Course: CEE 14SC: When Engineers Go Sailing: the Science and Technology of America's Cup Yachts and Matches
Instructors: Bob Tatum, George Springer, Margot Gerritsen, Lindley Smith
Department/School: Stanford Introductory Studies program Sophomore College, in which rising sophomores attend an intensive three-week residential program before autumn classes begin
Course Description: Seminar with field work
Audience: Sophomore College students
Schedule: Monday - Friday, 10:00am-3:00pm
The class was split among traditional lectures, demonstrations, and the sailing portion outside the classroom. The co-instructors focused on using class time efficiently given both the sailing component and the limited time span of Sophomore College, which lasts only three weeks. Sophomore College employed two Sophomore College Assistants (SCA’s) who lived with the students and aided professors and students alike for the duration of the program. "They were busy days, they were long days with lots of activities, and it’s a really great thing to be able to work with a group of students who can focus on one thing," said Bob Tatum, co-instructor.
Students visited a lab on campus to use electron microscopes to analyze boat materials, and worked with an actual material process for carbon-fiber. These activities helped the students understand the makeup of the yachts they were studying in and outside of class.
After the normal morning sessions centered in the classroom, the students went on to the latter part of the day, called “Afternoon Academic Activities.” According to Tatum, these were crucial elements to the course, “even though they weren’t formal classroom settings.” These Academic Activities involved the Stanford Sailing Center and the Oracle Team USA headquarters. Because the class visited the Oracle headquarters on a non-race day, the students were able to get an up-close look at the sailing yachts.
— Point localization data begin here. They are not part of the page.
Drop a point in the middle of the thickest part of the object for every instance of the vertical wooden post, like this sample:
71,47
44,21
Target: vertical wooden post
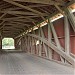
67,35
39,42
49,39
71,17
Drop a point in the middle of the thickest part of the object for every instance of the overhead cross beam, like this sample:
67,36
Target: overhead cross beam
24,7
50,2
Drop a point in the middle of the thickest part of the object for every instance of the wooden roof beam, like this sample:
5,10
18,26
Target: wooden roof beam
50,2
24,7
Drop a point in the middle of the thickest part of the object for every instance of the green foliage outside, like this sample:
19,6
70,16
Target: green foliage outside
8,42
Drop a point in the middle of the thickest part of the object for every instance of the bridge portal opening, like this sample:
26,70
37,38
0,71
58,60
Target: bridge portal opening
8,43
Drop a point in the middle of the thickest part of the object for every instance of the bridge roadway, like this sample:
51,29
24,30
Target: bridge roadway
25,64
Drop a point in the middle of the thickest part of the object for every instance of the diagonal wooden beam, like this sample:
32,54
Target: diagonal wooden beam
50,2
2,16
56,49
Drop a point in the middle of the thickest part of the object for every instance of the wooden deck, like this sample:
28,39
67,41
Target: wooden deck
25,64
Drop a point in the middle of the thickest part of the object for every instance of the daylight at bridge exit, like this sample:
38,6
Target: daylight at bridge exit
37,37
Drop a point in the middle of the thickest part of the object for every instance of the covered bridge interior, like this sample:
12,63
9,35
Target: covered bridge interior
44,37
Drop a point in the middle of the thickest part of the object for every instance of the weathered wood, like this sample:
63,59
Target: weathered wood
60,52
67,35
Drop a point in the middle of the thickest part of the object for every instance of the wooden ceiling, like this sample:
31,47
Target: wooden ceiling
17,16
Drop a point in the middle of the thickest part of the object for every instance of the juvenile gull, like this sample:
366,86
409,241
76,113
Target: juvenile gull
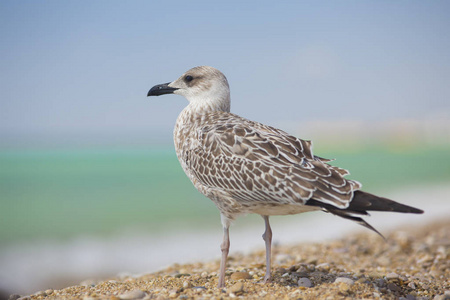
248,167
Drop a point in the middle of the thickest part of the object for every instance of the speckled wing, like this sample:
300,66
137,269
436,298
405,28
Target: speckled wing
259,164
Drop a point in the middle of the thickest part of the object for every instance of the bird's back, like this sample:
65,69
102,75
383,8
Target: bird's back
261,168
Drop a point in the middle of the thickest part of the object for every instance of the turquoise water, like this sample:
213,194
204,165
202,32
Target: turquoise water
65,193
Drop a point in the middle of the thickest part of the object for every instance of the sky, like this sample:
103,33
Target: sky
79,72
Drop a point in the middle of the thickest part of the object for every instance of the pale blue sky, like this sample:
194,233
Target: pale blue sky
74,70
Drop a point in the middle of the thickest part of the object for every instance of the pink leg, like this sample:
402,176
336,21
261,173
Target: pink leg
267,237
225,247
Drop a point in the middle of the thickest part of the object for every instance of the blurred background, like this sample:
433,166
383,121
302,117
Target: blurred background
90,186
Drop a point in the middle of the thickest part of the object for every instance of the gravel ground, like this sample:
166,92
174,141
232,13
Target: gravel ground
413,263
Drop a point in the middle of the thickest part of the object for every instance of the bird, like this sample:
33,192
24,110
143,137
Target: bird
247,167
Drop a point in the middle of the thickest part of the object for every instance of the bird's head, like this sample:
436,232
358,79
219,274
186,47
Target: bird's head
204,87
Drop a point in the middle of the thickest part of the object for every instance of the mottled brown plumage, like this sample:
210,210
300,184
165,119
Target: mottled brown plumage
248,167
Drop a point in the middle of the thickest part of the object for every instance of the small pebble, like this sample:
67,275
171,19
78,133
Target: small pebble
304,282
240,275
134,294
237,288
344,287
345,280
49,292
393,287
392,276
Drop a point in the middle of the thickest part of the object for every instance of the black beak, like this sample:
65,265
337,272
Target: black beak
161,89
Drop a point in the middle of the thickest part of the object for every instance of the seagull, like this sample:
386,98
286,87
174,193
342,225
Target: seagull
247,167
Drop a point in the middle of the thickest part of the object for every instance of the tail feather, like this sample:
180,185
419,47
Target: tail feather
363,202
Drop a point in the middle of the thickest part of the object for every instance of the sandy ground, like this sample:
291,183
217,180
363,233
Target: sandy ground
413,263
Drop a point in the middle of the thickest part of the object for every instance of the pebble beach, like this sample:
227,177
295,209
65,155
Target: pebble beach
412,263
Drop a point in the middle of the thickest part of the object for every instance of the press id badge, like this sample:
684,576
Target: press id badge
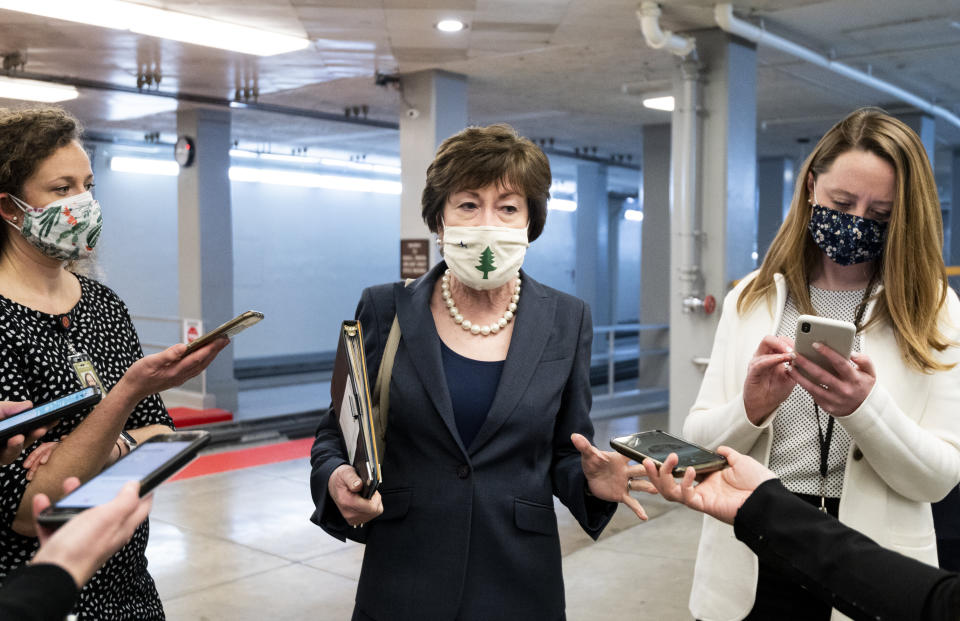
86,372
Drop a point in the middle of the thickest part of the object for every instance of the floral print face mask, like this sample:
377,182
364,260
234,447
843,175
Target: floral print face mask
67,229
845,238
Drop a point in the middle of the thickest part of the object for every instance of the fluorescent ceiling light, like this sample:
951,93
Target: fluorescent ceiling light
450,25
162,23
33,90
565,186
659,103
145,166
561,204
312,180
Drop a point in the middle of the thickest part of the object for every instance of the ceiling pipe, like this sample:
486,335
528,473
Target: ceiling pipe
723,14
659,39
685,156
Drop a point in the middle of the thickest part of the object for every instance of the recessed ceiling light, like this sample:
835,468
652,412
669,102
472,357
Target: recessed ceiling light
659,103
161,23
450,25
33,90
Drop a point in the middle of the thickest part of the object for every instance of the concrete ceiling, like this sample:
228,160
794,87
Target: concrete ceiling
552,68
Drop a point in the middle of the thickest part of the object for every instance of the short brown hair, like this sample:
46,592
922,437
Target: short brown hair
479,156
27,137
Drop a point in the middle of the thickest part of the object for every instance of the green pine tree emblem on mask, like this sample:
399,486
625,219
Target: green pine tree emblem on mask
486,262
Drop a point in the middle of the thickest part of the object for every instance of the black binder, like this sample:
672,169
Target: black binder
350,392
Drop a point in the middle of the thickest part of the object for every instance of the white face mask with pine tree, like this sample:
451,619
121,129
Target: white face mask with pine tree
484,257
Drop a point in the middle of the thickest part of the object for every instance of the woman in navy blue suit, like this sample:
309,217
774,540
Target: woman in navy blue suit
489,410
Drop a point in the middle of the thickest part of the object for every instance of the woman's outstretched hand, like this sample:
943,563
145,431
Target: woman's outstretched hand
610,475
170,368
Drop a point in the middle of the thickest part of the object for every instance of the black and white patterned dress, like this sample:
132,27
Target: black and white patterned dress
34,365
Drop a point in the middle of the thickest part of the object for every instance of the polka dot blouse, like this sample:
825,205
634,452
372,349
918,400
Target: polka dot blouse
795,452
33,365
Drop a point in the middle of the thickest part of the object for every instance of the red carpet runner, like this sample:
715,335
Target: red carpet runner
246,458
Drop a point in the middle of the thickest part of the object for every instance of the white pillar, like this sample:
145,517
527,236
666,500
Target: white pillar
205,234
438,101
727,196
655,254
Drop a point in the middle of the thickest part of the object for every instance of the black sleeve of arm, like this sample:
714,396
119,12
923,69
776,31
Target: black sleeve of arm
328,452
37,593
839,565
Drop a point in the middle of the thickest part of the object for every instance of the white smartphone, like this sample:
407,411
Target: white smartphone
233,327
835,334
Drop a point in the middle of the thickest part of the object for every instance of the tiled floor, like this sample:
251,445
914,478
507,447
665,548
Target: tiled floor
238,545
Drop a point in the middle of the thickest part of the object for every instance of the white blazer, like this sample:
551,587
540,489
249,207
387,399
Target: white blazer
904,454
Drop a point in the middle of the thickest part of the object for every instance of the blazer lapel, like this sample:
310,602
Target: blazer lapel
423,344
531,331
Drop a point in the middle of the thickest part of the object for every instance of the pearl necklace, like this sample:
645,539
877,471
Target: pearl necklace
471,327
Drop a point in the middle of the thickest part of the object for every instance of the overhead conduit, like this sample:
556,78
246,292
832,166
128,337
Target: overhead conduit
723,15
686,130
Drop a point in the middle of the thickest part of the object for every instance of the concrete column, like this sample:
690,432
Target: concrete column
775,181
205,234
439,110
592,278
953,234
655,253
727,196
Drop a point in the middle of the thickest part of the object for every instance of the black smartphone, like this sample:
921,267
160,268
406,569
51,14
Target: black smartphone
49,411
235,326
657,445
151,463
A main resource for the class was its location, the Peter Wallenberg Learning Theater, which has a variety of technological features such as screens for numerous types of displays. The first in-class group activity relied heavily on the screens, as pairs of students analyzed an individual race in detail. "The technology in this room really was a major asset for the course," said Tatum.
At the end of the course, the students formed groups of four which, as Tatum explains, allowed them to interact with the others in the course, especially students with different backgrounds. “We put those together, tried to emphasize the diversity and I think they learned tremendously from each other, no doubt about it,” he says.
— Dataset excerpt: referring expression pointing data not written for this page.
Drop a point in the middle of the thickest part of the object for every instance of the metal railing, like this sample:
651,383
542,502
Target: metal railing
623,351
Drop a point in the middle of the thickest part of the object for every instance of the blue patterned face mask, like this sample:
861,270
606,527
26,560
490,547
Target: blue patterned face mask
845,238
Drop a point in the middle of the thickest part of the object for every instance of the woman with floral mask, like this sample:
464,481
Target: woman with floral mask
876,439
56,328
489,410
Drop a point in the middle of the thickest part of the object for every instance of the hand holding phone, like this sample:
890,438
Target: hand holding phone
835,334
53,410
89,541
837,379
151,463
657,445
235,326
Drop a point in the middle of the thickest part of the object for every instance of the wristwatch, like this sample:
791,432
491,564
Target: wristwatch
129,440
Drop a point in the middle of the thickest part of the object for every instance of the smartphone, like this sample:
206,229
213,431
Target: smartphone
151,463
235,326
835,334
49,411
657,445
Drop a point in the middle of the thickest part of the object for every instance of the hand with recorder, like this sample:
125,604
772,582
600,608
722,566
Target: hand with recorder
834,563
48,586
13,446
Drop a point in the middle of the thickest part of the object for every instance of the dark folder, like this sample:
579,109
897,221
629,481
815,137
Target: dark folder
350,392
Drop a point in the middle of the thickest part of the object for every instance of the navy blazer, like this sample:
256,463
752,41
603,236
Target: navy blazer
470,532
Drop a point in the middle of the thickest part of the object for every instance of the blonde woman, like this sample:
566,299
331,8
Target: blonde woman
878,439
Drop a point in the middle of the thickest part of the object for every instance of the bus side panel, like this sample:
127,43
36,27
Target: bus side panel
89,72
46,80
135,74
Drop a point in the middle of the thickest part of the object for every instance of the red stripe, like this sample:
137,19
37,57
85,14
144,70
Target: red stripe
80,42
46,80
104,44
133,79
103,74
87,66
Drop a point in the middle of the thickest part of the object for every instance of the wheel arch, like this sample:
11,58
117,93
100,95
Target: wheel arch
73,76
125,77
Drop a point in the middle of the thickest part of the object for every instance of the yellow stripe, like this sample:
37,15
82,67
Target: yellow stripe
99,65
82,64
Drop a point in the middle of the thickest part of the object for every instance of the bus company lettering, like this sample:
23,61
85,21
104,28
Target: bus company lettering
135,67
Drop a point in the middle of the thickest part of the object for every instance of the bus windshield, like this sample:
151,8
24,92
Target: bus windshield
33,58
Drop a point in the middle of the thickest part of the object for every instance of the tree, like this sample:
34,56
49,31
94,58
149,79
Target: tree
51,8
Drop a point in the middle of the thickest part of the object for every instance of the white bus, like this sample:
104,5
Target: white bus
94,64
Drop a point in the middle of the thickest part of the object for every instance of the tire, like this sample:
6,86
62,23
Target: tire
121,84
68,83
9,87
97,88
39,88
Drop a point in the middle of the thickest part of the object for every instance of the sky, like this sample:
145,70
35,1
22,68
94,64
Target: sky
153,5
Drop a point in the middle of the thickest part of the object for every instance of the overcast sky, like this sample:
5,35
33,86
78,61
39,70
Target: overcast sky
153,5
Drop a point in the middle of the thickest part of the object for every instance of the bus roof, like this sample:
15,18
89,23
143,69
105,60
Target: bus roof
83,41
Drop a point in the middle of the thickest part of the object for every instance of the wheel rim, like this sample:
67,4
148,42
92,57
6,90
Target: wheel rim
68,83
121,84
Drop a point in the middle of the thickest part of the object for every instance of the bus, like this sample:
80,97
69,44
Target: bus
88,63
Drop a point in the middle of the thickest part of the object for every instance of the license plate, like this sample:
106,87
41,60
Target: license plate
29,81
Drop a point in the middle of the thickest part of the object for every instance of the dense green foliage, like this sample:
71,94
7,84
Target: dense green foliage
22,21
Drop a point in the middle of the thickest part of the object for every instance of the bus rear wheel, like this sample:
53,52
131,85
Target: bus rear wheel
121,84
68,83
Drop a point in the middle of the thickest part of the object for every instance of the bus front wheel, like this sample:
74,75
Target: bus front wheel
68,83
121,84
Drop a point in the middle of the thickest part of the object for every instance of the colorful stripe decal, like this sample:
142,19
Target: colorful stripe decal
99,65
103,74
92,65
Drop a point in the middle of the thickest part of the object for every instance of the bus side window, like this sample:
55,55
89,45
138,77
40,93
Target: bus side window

In addition to group projects, Tatum and his co-teachers also videotaped a series of interviews with Oracle Team USA members, ranging from the design department, general management, corporate functions like public relations and sponsor relations, to the crew themselves, for students to watch in the Learning Theater.
Tatum focused on giving the students a sound foundational knowledge of engineering by focusing on materials, basic structural engineering for the boats, fluid mechanics, and fluid modeling for the wind, the sails, and the hulls in the water. Tatum also gave students freedom to use their varying skill sets, interests, and backgrounds to get the most out of the class. For the final group project, for example, students were asked to work in teams, but the topic they chose was completely up to them.
“Turns out that they picked components of the sailing yachts,” Tatum says. “We hadn’t anticipated that, we’d just provided a fairly flexible assignment that they could pick topics that applied what they learned and help them further extend that learning, and integrate it.”